Kelowna politicians are getting an earful from area residents calling in their concerns about a looming transit strike, so Mayor Sharon Shepherd passed their messages onto the B.C. Transit representative who was in council chambers for Monday’s meeting.
“We’re very worried about the potential transit strike,” said Shepherd.
“It’s such a needed service in our community, whatever could be done, should be done, but we have no say.”
Shepherd learned the city isn’t the only one who doesn’t have a say.
Steve Harvard, B.C. Transit’s regional manager for the southern Interior, said the provincial organization also has its hands tied.
“B.C. Transit is not part of that agreement—it’s between First Canada and the employee union,” Harvard said.

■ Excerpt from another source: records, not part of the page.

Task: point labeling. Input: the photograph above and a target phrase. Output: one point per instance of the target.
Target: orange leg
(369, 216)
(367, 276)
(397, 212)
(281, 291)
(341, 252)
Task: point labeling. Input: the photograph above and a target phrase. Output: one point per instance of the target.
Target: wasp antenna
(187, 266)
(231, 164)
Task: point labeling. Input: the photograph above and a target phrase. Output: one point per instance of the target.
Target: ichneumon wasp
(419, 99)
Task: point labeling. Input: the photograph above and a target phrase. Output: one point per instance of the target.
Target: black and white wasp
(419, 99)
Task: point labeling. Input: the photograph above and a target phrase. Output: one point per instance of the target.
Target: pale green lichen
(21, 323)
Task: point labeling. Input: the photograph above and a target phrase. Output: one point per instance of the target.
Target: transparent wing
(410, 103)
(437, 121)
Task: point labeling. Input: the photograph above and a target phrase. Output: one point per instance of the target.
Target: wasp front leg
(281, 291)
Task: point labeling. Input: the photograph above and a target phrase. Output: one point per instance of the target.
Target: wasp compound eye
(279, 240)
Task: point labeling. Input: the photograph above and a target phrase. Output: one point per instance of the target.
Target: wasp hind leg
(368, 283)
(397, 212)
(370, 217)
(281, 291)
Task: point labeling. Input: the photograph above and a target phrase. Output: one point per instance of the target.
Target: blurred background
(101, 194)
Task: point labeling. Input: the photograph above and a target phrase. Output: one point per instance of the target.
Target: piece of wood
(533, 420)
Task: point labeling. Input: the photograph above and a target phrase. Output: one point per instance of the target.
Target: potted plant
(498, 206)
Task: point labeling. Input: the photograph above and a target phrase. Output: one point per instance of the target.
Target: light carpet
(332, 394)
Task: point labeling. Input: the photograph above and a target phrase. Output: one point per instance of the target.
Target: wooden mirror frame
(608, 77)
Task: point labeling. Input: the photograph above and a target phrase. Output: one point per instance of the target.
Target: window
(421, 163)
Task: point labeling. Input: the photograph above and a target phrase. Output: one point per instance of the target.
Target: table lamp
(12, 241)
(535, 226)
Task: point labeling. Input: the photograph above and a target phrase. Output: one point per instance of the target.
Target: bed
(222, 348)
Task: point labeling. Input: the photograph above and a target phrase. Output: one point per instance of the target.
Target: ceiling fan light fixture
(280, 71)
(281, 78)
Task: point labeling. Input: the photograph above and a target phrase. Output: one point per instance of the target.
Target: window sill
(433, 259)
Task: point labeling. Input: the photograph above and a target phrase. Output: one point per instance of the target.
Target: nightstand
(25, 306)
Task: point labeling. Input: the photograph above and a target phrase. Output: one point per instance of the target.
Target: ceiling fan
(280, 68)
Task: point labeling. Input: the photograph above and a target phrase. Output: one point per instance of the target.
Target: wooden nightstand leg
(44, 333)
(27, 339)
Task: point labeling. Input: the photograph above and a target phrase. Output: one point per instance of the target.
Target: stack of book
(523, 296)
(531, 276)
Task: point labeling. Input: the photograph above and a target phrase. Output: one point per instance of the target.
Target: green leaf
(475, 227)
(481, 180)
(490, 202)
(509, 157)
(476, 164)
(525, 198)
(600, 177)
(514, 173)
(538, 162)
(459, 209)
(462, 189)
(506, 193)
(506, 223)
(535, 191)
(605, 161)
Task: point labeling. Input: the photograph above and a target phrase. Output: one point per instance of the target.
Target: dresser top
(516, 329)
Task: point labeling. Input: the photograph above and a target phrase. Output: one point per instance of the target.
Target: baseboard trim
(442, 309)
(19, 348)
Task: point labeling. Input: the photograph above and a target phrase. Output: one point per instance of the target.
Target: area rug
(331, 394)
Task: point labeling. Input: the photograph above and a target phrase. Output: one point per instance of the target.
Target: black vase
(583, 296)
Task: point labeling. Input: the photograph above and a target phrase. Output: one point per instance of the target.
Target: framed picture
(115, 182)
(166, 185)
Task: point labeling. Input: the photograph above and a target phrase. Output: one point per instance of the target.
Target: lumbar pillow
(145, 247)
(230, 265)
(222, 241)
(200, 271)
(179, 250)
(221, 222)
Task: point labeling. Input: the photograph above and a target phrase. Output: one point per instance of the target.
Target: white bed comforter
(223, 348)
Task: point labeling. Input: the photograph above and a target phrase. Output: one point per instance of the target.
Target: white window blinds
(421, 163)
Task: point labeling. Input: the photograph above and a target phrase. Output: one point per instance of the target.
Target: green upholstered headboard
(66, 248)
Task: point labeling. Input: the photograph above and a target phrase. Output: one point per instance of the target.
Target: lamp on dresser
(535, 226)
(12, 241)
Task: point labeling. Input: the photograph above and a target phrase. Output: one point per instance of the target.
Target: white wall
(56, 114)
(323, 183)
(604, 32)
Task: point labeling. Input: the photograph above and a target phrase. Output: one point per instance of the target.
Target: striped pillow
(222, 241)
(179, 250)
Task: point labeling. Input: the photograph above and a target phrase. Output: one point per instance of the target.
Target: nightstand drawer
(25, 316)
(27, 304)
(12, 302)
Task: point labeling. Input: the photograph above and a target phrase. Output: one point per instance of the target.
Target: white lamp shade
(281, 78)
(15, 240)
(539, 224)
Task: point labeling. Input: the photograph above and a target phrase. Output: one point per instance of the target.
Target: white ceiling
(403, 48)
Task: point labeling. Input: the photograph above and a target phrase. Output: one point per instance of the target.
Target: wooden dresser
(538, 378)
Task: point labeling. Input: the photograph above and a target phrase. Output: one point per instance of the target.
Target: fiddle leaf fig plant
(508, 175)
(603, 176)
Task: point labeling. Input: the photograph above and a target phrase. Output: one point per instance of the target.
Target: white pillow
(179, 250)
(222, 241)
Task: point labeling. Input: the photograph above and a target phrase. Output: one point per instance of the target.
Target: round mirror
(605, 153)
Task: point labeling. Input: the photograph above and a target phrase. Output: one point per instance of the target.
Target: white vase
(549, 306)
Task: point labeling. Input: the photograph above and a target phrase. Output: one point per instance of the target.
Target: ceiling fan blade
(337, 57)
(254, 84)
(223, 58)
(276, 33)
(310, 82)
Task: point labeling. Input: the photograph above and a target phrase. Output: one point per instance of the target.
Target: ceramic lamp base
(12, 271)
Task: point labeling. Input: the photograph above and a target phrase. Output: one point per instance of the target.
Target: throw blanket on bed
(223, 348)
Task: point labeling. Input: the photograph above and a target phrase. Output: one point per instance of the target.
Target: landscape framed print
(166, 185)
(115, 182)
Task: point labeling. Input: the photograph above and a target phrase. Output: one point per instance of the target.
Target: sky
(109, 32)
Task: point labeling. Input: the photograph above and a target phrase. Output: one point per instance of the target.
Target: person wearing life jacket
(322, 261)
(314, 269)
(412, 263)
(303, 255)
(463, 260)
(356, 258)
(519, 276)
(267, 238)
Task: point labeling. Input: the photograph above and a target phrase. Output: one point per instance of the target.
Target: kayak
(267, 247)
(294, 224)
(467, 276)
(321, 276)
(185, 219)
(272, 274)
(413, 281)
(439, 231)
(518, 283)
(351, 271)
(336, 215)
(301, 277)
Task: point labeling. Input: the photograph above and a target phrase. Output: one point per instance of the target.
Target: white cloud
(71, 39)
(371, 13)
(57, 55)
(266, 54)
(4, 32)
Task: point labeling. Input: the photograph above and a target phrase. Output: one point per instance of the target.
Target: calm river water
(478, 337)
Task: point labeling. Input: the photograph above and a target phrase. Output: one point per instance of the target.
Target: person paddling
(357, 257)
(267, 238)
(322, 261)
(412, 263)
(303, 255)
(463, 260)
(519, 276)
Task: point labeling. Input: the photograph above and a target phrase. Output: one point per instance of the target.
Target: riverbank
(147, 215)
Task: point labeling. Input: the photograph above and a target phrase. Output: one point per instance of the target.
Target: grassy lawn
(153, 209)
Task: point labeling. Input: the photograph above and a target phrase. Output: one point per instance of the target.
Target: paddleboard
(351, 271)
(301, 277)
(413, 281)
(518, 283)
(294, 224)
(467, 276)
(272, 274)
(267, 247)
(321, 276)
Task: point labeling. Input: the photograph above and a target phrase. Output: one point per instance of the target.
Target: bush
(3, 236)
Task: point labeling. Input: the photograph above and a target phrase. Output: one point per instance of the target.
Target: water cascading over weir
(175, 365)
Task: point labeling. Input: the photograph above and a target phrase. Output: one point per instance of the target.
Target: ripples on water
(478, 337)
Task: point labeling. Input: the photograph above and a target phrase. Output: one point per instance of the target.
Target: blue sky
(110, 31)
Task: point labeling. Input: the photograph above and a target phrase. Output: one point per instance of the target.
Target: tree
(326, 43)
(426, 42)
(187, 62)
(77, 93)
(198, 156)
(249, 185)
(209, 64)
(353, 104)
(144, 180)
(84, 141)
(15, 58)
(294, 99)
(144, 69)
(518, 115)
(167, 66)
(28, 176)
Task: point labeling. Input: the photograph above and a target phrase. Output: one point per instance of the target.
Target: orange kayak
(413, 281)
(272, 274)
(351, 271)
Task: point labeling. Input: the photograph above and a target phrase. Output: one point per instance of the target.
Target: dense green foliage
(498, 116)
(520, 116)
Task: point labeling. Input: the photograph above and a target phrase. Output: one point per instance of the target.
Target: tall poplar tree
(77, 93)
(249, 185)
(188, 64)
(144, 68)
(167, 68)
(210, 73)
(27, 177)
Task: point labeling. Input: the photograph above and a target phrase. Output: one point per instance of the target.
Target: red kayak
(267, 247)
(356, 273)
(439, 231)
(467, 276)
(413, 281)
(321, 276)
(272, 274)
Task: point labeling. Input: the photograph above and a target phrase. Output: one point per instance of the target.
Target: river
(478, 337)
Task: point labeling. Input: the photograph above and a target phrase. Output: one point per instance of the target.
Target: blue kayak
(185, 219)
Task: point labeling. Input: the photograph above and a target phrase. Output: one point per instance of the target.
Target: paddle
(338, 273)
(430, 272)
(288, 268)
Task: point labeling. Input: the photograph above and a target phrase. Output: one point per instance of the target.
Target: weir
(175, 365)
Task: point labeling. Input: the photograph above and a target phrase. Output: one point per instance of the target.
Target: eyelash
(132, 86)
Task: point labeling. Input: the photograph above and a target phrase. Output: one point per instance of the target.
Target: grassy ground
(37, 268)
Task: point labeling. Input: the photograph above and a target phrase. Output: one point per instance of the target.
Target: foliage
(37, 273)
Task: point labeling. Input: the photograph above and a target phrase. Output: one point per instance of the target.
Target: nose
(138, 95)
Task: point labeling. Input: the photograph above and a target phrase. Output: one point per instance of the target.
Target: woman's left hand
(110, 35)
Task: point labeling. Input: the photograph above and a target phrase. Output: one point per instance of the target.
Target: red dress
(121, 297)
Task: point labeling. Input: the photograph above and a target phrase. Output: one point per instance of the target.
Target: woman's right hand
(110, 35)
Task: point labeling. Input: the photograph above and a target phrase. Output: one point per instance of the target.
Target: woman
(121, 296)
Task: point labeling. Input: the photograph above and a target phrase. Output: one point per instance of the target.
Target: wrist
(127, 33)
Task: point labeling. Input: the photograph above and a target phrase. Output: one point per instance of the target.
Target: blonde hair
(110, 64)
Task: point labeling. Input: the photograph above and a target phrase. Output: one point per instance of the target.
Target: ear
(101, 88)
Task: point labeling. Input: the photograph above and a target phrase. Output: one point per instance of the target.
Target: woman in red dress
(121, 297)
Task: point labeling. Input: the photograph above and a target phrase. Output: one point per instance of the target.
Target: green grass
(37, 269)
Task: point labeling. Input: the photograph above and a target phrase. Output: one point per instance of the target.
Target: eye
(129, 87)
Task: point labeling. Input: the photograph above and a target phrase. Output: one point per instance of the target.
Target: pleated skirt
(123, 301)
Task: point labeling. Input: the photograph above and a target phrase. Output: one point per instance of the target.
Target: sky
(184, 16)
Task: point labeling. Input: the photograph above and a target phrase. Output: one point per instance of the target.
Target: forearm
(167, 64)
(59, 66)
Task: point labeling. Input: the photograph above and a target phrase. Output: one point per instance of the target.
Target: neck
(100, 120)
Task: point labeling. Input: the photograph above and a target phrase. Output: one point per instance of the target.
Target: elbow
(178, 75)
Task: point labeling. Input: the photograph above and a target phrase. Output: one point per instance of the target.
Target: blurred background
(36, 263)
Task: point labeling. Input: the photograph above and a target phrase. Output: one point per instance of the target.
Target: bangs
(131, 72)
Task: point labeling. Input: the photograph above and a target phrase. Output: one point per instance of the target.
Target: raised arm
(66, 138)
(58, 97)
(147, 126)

Shepherd pointed out that it’s B.C. Transit that awarded the contract to First Canada, so they should theoretically have some say in the way the company deals with its employees.
Harvard said that wasn’t the case, but if there was a strike, they would have to take over essential services, like Handidart.
The rest of the bus riding community, however, would have to fend for itself.
Whether transit workers will be parking local buses as a means of wrangling for what they call a fair contract will become clear at the end of April when the employee union and First Canada (First Bus) go through mediation.
“That will happen April 27 or 28,” said Les Milton, president of the Amalgamated Transit union, after 95 per cent of the union membership rejected the last contract offered to them.
“Then, after that, we’ll go to our membership and discuss next steps…but this group of employees has done everything we can do to stave off a strike.”
The mediation is a last-ditch effort to make contract talks work.
The crux of the matter, he explained, is that the company that operates the B.C. Transit contract is treating drivers as though they’re government employees, while extending none of the benefits—such as higher wages and job security—to them.